Ce roman « donné-à-voir », représente un processus d’explicitation de l’intériorité de l’artiste, et ceci, dans une perspective que n’embrassent pas, du moins dans leur intégralité, certains des romans hypergraphiques conçus par Isou, Pomerand ou Sabatier, construits autour d’autres problématiques théoriques, romanesques et plastiques. D’ailleurs, le Roman à Equarrir pourrait également se définir comme un anti-roman hypergraphique. La narration esquissée, par endroit, s’élabore et se perd synchroniquement, et sans cesse, ne commence et ne s’achève. La structure du livre est bouleversée, niée, sa pagination n’a pas de sens réel et pratique, sa numérotation est volontairement altérée, on sent que l’auteur à voulu jouer, peut-être à cette sorte de cache-cache avec les mots qui la hantait avant de découvrir l’inépuisable richesse du domaine de la super-écriture. Quant aux divers titres constituant la table des matières, on a le sentiment qu’Anne-Catherine Caron s’amuse avec des références qui lui sont propres et que son discours est de les désorganiser pour  jouer de l’idée de « discrépance » qui lui est apparue, dans le rapport dissocié de l’image et du son lors de la projection du chef d’œuvre cinématographique d’Isou, de 1950, Traité de bave et d’éternité.

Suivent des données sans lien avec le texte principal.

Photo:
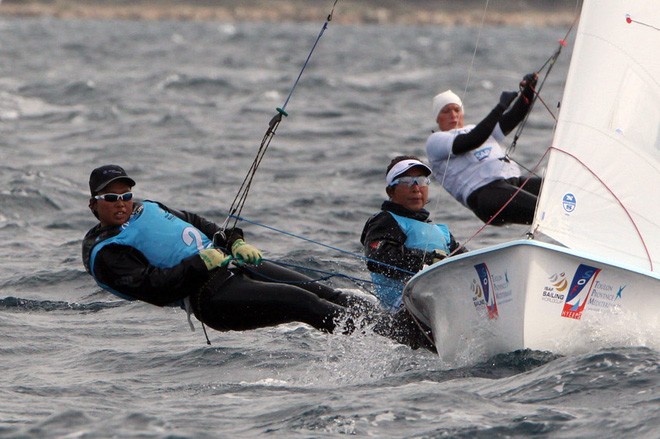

Nous ne trouvons naturellement pas de trame réelle ou de structure à proprement parler du récit, mais une non-trame qui vaut pour l’interrogation représentée par le carré, que l’artiste décline sous différentes formes visant à constituer une mono-écriture personnelle, un parti pris qui prend des allures théoriques. « Mes carrés, blancs et parfois noirs, dit-elle en parlant de son livre,  sont également, pour moi, des signes qui se différencient, la couleur ou la non- couleur  – volontairement le blanc et le noir – constitue aussi des signes, chromatiques ou non chromatiques, si nous le voulons ». Certaines pages intégrant l’usage d’éléments typographiques ne sont pas sans rappeler, dans une certaine mesure, des travaux se réclamant de la poésie visuelle ; mais le parcours de l’artiste est résolument orienté vers la destruction absolue du mot — même quand il subsiste, il n’a plus, en tant que tel, sa valeur habituelle —, qui se retrouve réduit à un signe absolu – le carré –, inscrit dans l’espace devenu pictural. L’on peut certainement lire ici une adaptation, qui prend des allures juvéniles, des fondements géniaux mis en place par le créateur du Lettrisme.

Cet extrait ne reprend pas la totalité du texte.